BoJack Horseman Season 6 Part 1 Review
October 26, 2019 by Jack Anderson
BoJack is back, for the (almost) last time. It's official, BoJack's sixth season will be the last. That is why, the final season will feature sixteen episodes instead of the usual twelve.
The first half has been released yesterday, the second half, including the highly anticipated series finale, will air in January 2020.
A day after the release of the first part, we have already watched it and are ready to present our review of Season 6, Part 1.
At the end of season 5, BoJack was entering a rehab clinic, after understanding he may have a problem with alcohol (and other things). While you could have imagined that time would have passed and that we would have cut to a few months into BoJack's treatment, it's actually exactly the opposite. In the final season premiere, we actually get to witness BoJack entering the rehab center and checking in.
Ironically, BoJack will spend most of its time analyzing other people's problems and being very acute on their condition. The problem actually lays with trying to understand his own problems. This will take place, at one point, ironically again outside of rehab. Yes, BoJack is an alcoholic, and no, BoJack is not a bad or a good person. He simply needs to make amends and treat people around him with respect, which he will eventually start to do. The only problem is that BoJack has quite an overly big baggage to carry and truth and resentment will irremediably grow within the cracks from the asphalt.
The biggest of all are what he did in the South and even worse, what led to Sarah Lynn's death. Two "journalists" will start investigating and one thing is almost certain, the truth will prevail.

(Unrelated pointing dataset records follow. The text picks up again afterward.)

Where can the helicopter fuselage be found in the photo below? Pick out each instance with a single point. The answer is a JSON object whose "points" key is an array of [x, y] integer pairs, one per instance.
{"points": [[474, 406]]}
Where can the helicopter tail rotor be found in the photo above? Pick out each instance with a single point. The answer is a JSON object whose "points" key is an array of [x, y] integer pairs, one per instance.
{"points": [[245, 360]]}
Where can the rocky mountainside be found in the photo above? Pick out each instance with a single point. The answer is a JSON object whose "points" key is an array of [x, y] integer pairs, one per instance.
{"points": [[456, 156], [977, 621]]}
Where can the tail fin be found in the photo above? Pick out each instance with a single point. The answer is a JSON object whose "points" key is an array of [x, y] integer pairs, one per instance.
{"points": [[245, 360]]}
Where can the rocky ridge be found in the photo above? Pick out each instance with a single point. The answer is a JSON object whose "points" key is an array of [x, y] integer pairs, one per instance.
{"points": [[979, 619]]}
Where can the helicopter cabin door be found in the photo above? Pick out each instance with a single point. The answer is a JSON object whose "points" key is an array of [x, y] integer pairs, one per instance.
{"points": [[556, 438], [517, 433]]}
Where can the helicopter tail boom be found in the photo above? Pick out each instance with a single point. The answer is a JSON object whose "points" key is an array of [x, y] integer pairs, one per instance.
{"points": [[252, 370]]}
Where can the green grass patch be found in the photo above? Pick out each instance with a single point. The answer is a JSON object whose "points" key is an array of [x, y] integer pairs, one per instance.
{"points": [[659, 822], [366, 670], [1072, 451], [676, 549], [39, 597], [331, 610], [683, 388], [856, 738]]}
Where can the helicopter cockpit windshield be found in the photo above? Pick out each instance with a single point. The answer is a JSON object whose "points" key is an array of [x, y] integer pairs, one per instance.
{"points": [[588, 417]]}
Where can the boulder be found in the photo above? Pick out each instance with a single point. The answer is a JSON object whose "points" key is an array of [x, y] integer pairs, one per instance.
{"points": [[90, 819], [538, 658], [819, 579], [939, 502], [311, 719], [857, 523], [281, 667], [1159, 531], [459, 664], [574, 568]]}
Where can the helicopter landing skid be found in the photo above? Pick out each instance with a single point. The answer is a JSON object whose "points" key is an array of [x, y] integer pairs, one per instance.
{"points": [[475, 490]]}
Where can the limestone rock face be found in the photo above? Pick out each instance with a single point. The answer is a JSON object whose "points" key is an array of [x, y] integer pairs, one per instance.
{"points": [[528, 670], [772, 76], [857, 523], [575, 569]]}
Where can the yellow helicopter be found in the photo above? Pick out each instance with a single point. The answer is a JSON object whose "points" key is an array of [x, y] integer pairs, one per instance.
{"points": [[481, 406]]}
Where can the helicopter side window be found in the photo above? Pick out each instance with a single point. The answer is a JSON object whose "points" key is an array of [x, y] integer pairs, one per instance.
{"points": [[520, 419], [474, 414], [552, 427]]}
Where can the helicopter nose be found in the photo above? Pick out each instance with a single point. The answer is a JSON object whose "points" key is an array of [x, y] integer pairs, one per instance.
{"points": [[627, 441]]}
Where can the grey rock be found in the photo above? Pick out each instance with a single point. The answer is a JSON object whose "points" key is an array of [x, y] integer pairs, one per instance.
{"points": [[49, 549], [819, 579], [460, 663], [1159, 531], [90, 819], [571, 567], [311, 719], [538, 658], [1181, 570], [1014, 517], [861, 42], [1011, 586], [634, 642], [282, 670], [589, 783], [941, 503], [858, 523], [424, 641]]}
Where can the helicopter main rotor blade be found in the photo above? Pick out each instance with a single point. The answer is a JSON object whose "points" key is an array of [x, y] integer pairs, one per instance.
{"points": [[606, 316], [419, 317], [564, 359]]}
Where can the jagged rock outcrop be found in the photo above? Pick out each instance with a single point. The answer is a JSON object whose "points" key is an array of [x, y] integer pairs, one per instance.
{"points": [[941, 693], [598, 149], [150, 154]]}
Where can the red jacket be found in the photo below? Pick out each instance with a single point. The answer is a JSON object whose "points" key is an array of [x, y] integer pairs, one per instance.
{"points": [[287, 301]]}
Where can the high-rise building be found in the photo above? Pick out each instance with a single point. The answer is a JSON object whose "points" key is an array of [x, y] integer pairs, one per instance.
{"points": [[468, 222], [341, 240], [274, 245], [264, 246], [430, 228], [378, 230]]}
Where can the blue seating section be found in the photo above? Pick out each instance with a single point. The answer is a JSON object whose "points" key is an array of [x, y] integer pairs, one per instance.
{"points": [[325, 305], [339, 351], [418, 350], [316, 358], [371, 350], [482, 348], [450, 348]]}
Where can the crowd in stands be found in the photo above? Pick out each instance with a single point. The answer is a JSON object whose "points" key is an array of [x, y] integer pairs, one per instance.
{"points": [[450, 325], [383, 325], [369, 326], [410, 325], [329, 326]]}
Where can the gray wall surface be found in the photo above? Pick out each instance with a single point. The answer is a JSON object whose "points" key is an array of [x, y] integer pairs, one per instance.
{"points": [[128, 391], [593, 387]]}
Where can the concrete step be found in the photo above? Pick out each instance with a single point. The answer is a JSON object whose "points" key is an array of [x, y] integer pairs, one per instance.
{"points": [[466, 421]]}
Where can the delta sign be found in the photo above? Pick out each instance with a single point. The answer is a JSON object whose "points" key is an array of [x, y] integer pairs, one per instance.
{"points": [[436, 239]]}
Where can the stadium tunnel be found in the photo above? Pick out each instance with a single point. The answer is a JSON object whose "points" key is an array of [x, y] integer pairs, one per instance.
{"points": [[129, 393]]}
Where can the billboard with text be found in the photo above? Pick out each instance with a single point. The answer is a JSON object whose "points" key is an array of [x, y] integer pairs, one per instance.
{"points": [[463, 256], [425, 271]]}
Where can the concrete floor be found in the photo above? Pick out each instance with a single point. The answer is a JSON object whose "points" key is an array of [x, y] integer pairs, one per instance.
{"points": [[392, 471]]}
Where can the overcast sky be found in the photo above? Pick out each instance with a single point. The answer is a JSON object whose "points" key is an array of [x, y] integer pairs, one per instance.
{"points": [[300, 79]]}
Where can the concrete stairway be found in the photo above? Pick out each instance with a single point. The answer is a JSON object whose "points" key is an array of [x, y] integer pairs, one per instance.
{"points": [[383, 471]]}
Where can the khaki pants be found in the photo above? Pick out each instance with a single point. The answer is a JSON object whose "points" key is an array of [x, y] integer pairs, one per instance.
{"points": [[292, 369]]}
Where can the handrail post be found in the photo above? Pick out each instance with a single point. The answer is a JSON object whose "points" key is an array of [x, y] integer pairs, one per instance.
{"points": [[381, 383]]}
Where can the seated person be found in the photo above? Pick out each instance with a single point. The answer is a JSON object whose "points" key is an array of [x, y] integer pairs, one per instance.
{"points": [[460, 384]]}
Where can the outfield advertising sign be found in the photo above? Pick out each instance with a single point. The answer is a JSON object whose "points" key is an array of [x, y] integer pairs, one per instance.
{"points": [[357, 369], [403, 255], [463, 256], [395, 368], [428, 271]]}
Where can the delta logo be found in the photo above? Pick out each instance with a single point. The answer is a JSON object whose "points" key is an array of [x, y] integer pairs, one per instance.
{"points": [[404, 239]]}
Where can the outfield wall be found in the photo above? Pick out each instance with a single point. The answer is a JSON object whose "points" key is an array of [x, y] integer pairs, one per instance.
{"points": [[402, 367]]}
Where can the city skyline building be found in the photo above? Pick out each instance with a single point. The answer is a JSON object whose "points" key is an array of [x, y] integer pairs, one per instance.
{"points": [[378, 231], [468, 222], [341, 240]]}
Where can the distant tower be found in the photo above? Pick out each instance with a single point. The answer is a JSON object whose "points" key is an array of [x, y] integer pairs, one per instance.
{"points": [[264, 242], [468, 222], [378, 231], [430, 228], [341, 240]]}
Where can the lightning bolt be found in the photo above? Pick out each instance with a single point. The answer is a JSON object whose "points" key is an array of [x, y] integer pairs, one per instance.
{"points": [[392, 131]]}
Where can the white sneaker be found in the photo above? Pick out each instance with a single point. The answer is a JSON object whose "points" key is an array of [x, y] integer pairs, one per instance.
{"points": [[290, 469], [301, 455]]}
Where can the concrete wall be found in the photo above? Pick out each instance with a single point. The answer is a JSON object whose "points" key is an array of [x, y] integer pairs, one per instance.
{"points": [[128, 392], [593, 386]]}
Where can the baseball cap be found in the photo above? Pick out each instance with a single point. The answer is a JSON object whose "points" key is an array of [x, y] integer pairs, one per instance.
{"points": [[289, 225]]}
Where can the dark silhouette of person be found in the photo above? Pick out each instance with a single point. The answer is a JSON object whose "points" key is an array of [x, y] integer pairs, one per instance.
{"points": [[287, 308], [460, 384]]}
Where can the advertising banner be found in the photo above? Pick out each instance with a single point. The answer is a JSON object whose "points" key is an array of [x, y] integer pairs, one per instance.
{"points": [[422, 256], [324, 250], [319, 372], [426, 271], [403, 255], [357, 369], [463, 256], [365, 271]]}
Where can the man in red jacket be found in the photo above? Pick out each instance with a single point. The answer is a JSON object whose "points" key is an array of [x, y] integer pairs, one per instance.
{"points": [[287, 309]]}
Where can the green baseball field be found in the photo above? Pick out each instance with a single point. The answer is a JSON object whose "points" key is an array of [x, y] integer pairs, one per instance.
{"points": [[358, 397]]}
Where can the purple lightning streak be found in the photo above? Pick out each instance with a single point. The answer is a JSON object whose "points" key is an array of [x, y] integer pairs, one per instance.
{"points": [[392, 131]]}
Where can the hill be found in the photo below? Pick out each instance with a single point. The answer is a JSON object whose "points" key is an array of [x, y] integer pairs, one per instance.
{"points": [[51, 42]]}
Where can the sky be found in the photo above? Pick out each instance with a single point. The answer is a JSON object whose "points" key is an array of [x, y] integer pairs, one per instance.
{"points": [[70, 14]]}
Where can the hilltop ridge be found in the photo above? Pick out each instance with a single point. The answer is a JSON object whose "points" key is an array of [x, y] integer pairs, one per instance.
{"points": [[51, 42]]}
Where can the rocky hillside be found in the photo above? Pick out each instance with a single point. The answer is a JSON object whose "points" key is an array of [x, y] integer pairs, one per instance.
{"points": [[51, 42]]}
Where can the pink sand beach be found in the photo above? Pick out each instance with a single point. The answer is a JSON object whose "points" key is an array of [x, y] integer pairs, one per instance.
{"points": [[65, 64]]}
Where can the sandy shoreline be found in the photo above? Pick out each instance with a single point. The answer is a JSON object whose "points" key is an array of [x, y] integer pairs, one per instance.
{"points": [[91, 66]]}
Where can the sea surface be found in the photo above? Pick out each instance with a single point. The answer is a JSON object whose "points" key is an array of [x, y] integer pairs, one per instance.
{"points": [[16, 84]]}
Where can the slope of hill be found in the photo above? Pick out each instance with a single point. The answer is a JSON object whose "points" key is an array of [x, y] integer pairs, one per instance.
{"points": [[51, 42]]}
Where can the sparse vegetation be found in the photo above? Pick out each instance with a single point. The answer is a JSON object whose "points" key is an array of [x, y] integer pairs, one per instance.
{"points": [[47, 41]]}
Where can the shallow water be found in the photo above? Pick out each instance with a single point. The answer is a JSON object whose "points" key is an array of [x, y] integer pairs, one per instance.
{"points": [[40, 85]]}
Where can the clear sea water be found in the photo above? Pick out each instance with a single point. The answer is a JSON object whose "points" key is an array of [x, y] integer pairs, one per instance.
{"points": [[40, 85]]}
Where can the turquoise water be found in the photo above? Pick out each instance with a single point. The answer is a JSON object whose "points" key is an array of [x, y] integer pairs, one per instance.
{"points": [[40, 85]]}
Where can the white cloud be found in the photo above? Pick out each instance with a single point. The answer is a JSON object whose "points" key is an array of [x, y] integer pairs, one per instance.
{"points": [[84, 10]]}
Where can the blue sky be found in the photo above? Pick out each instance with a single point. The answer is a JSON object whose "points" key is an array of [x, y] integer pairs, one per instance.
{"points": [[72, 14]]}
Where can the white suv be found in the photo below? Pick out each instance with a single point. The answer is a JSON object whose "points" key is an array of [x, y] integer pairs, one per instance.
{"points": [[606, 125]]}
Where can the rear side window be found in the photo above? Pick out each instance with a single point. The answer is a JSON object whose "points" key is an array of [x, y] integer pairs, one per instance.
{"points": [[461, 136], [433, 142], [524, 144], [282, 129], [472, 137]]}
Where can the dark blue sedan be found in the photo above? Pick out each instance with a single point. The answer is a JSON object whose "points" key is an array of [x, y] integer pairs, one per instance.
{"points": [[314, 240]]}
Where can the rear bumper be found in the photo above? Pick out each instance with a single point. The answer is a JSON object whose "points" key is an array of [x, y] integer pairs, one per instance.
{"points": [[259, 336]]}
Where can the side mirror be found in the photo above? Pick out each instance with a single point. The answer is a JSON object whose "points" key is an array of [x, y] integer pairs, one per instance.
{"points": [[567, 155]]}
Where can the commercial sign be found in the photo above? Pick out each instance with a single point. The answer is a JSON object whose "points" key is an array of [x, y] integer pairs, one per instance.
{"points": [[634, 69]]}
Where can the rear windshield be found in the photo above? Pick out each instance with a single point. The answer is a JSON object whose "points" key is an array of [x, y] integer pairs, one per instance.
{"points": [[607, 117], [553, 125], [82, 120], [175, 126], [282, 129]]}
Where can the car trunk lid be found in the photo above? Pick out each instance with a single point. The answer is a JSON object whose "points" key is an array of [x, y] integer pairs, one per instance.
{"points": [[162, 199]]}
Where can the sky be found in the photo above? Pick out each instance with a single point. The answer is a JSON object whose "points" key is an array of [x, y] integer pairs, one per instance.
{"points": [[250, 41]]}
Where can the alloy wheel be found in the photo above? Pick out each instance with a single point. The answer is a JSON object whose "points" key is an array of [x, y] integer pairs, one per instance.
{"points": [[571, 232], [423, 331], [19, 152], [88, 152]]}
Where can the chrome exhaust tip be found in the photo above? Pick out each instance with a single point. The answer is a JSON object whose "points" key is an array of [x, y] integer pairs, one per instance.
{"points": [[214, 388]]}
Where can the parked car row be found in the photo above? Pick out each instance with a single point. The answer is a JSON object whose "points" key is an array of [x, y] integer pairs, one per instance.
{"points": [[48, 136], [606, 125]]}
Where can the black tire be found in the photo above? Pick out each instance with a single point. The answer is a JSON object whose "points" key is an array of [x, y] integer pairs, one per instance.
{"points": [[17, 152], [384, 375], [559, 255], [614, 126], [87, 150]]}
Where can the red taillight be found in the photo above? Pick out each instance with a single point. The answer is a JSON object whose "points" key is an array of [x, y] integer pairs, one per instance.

It may be excruciatingly difficult to accept, but the shitty truth will be BoJack's final way towards redemption. The only downside is that this time, it may not be possible for BoJack to accept the ultimate truth. BoJack never contemplated suicide in the past, and it may well be the only way for him to avoid his past mistakes.
Meanwhile, Todd is also accepting that he finds happiness in the simple things of life. He will also have to confront his past, in the form of his stepdad. Mr. Peanutbutter will become an advocate of depression and Diane will still struggle on her path to an impossible happiness.
Yes, BoJack is still the best series currently in production, and yes, ending the series at this moment is very important. The reason is that for a show based on psychology, you can only go so far in multiple directions, until you become irrelevant. At this moment in time, BoJack is perfectly relevant and this shows in the updated opening scene of the new episodes. BoJack's journey was in front of us the all time. And since BoJack Horseman is so profoundly mature and both childishly immature, we cannot wait to see the end but would want to see our beloved characters for many more years. But saying good bye will be the best way to remember them fondly, instead of becoming disgusted and for the characters to become empty shells and parodies of themselves.
Once again, with all the countless TV series launched every year, the best television show in production is a cartoon. BoJack. Horseman. Obviously.